Andrea (Christo Jivkov) is a well-to-do man who finds his life meaningless and begins searching for meaning. He is accepted as a novitiate at a Jesuit seminary on the island of San Giorgio opposite the end of Venice's grand canal.
 
While the production design and the monastery itself are breathtakingly beautiful, "In Memory of Me" is, I have to say it, meaningless.
 
As Andrea enters this intense period of contemplation where the goal becomes the destruction of self, he begins to observe ever more closely the disturbing world around him within the monastery walls.
 
There is Faustino, a frustrated novitiate who dwells in the cell next to his and who beats his head into the concrete wall nightly to the point of self injury.
 
There is the ever doubting Zanna (Filippo Timi), an intriguing sick man in an infirmary and, perhaps most disturbing of all, a father superior (Andre Hennicke) who demands that the novitiates betray one another supposedly as a form of total humility with God and others.
 
There is scene after scene, much like "Into Great Silence," where little is spoken. However, "Into Great Silence" managed to capture the intimacies, challenges, joys and sorrows of a life of total simplicity and servitude. Costanzo's "In Memory of Me" seems to be questioning the Roman Catholic faith, but does so with such weak conviction that the conflicts lack bite, the moral questioning lacks conviction and the characters themselves are drawn so blandly that it is nearly impossible to care at any point.
 
I left the screening of "In Memory of Me," in competition during the 2008 Indianapolis International Film Festival, with an audience member who felt quite differently. He stated quite comfortably that while, yes, the film was slow it was true.
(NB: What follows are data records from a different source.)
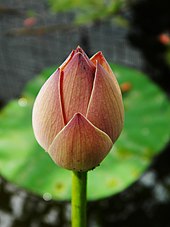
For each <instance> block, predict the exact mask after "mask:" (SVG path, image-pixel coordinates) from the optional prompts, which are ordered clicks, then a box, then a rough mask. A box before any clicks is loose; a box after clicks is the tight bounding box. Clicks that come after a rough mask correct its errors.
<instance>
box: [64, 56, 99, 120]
mask: <svg viewBox="0 0 170 227" xmlns="http://www.w3.org/2000/svg"><path fill="white" fill-rule="evenodd" d="M63 72H64V74H63V78H62V82H61V97H62V104H63V113H64V118H65V122H66V123H67V122H68V121H69V120H70V119H71V118H72V117H73V115H74V114H75V113H77V112H81V113H82V114H86V111H87V106H88V103H89V100H90V95H91V91H92V87H93V81H94V75H95V72H94V68H92V67H90V66H89V64H88V63H87V61H86V59H85V58H84V56H83V55H82V54H81V53H80V52H78V53H77V54H75V55H74V56H73V58H72V59H71V61H70V62H69V63H68V64H67V65H66V67H65V68H64V70H63Z"/></svg>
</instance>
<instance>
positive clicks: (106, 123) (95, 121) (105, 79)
mask: <svg viewBox="0 0 170 227" xmlns="http://www.w3.org/2000/svg"><path fill="white" fill-rule="evenodd" d="M86 116H87V118H88V120H89V121H90V122H91V123H92V124H94V125H95V126H96V127H97V128H99V129H101V130H102V131H104V132H105V133H107V135H109V136H110V138H111V139H112V141H113V143H114V142H115V140H116V139H117V138H118V136H119V134H120V132H121V130H122V127H123V116H124V109H123V102H122V97H121V94H120V93H119V90H118V89H117V86H116V85H115V83H114V81H113V80H112V78H111V76H110V75H109V73H108V72H107V71H106V70H105V69H104V68H103V67H102V66H101V65H100V64H99V63H97V68H96V75H95V80H94V86H93V91H92V95H91V99H90V102H89V106H88V110H87V115H86Z"/></svg>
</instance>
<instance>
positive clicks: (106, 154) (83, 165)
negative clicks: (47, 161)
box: [48, 113, 112, 171]
mask: <svg viewBox="0 0 170 227" xmlns="http://www.w3.org/2000/svg"><path fill="white" fill-rule="evenodd" d="M111 147H112V141H111V139H110V138H109V137H108V135H106V134H105V133H104V132H102V131H101V130H99V129H98V128H96V127H95V126H94V125H92V124H91V123H90V122H89V121H88V120H87V119H86V118H85V117H84V116H83V115H81V114H80V113H77V114H75V115H74V117H73V118H72V119H71V120H70V122H69V123H68V124H67V125H66V126H65V127H64V128H63V130H62V131H61V132H60V133H59V134H58V135H57V136H56V138H55V139H54V141H53V143H52V144H51V146H50V147H49V150H48V152H49V154H50V156H51V157H52V159H53V160H54V162H55V163H56V164H58V165H59V166H61V167H64V168H66V169H70V170H76V171H87V170H89V169H92V168H93V167H96V166H97V165H98V164H99V163H100V162H101V161H102V160H103V159H104V157H105V156H106V155H107V153H108V152H109V151H110V149H111Z"/></svg>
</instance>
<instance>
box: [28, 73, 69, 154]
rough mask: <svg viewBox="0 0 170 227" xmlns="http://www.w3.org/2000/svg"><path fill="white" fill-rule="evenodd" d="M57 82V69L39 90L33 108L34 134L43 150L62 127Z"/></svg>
mask: <svg viewBox="0 0 170 227" xmlns="http://www.w3.org/2000/svg"><path fill="white" fill-rule="evenodd" d="M59 80H60V70H59V69H58V70H57V71H56V72H54V73H53V74H52V76H51V77H50V78H49V79H48V80H47V81H46V82H45V84H44V85H43V87H42V88H41V90H40V92H39V94H38V96H37V98H36V100H35V103H34V107H33V119H32V122H33V130H34V134H35V137H36V139H37V141H38V143H39V144H40V145H41V146H42V147H43V148H44V149H45V150H47V149H48V147H49V146H50V144H51V143H52V141H53V139H54V138H55V136H56V135H57V133H58V132H59V131H60V130H61V129H62V128H63V127H64V119H63V113H62V108H61V100H60V83H59Z"/></svg>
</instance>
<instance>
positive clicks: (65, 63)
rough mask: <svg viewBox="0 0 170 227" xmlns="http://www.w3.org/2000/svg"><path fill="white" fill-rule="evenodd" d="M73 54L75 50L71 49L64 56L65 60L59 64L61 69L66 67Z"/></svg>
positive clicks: (69, 61)
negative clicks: (67, 53)
mask: <svg viewBox="0 0 170 227" xmlns="http://www.w3.org/2000/svg"><path fill="white" fill-rule="evenodd" d="M74 55H75V50H73V51H72V52H71V53H70V55H69V56H68V57H67V58H66V60H65V61H64V62H63V64H62V65H61V66H60V69H61V70H64V68H65V67H66V65H67V64H68V63H69V62H70V61H71V59H72V58H73V56H74Z"/></svg>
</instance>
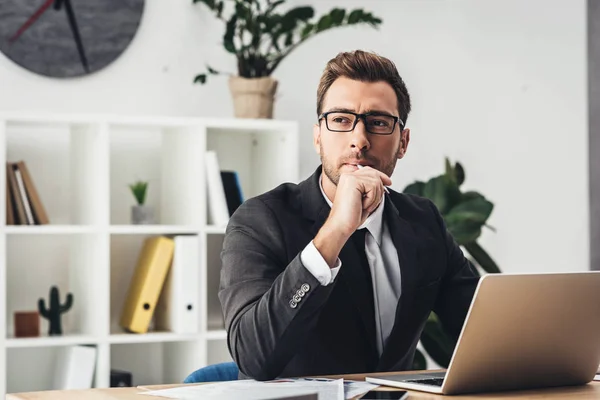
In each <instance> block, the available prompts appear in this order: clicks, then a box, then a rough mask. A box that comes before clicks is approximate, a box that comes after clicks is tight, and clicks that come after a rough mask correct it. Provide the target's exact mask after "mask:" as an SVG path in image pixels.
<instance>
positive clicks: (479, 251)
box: [464, 241, 502, 274]
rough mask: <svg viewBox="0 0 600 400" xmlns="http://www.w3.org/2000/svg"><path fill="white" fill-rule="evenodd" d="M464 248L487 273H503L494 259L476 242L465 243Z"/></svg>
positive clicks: (475, 241)
mask: <svg viewBox="0 0 600 400" xmlns="http://www.w3.org/2000/svg"><path fill="white" fill-rule="evenodd" d="M464 247H465V250H467V251H468V252H469V254H470V255H471V256H472V257H473V258H474V259H475V261H476V262H477V264H479V266H480V267H481V268H482V269H483V270H484V271H485V272H488V273H490V274H497V273H500V272H502V271H500V267H498V265H497V264H496V262H495V261H494V260H493V259H492V257H490V255H489V254H488V253H487V252H486V251H485V250H484V249H483V248H482V247H481V246H480V245H479V243H477V242H476V241H472V242H469V243H465V244H464Z"/></svg>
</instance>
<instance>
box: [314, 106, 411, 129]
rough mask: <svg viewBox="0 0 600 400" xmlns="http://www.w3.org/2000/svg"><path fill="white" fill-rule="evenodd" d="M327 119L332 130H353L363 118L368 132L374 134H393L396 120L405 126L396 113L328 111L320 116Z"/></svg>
mask: <svg viewBox="0 0 600 400" xmlns="http://www.w3.org/2000/svg"><path fill="white" fill-rule="evenodd" d="M321 119H325V126H327V129H328V130H330V131H332V132H351V131H353V130H354V128H355V127H356V124H357V123H358V120H359V119H362V120H363V123H364V124H365V129H366V130H367V132H369V133H372V134H374V135H391V134H392V132H394V128H395V127H396V122H397V123H398V124H400V125H402V126H404V122H402V120H401V119H400V118H398V117H396V116H395V115H389V114H382V113H379V112H372V113H366V114H357V113H353V112H350V111H328V112H324V113H323V114H321V115H320V116H319V119H318V120H319V121H320V120H321Z"/></svg>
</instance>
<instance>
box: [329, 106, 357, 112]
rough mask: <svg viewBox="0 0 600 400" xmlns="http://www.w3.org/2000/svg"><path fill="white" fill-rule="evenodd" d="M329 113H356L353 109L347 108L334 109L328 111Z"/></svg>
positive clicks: (334, 108)
mask: <svg viewBox="0 0 600 400" xmlns="http://www.w3.org/2000/svg"><path fill="white" fill-rule="evenodd" d="M327 112H356V111H354V110H353V109H351V108H346V107H333V108H331V109H329V110H327Z"/></svg>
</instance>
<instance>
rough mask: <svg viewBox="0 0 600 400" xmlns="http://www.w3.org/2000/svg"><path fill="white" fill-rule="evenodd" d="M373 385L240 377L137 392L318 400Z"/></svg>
mask: <svg viewBox="0 0 600 400" xmlns="http://www.w3.org/2000/svg"><path fill="white" fill-rule="evenodd" d="M375 387H377V385H373V384H371V383H368V382H359V381H345V382H344V380H343V379H337V380H334V379H316V378H315V379H281V380H275V381H268V382H259V381H254V380H240V381H230V382H219V383H210V384H206V385H187V386H181V387H176V388H170V389H162V390H153V391H148V392H142V393H140V394H143V395H150V396H162V397H166V398H171V399H180V400H186V399H203V400H213V399H215V400H216V399H218V400H268V399H283V398H286V397H293V396H300V395H307V394H317V395H318V398H319V400H344V399H350V398H353V397H355V396H358V395H361V394H364V393H366V392H368V391H369V390H371V389H373V388H375Z"/></svg>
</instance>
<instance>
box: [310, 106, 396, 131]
mask: <svg viewBox="0 0 600 400" xmlns="http://www.w3.org/2000/svg"><path fill="white" fill-rule="evenodd" d="M336 113H337V114H340V113H341V114H350V115H354V116H355V117H356V118H355V119H354V124H353V125H352V128H350V129H344V130H339V129H329V123H328V122H327V116H328V115H329V114H336ZM371 116H380V117H389V118H393V119H394V123H393V124H392V129H391V130H390V132H389V133H379V132H371V131H370V130H369V125H368V124H367V117H371ZM322 119H325V126H326V127H327V129H328V130H329V131H331V132H352V131H353V130H354V128H356V124H358V121H359V120H361V119H362V121H363V124H364V125H365V129H366V131H367V132H369V133H370V134H372V135H384V136H385V135H391V134H392V133H394V129H396V123H398V124H399V125H402V127H404V122H403V121H402V120H401V119H400V118H399V117H396V116H395V115H390V114H382V113H380V112H368V113H363V114H358V113H355V112H352V111H335V110H334V111H327V112H324V113H322V114H321V115H319V119H318V121H321V120H322Z"/></svg>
He stated "I was in a seminary just like that one." All I could do was look at him and shake my head.
 
Being a seminarian and a minister, "In Memory of Me" was one of my most anticipated films of the 2008 festival and, in fact, was my second choice for The Peaceful Critic's presenting sponsorship.
 
I shall be grateful that I chose "Munyurangabo," because the only thing peaceful about "In Memory of Me" was the rolling of the credits.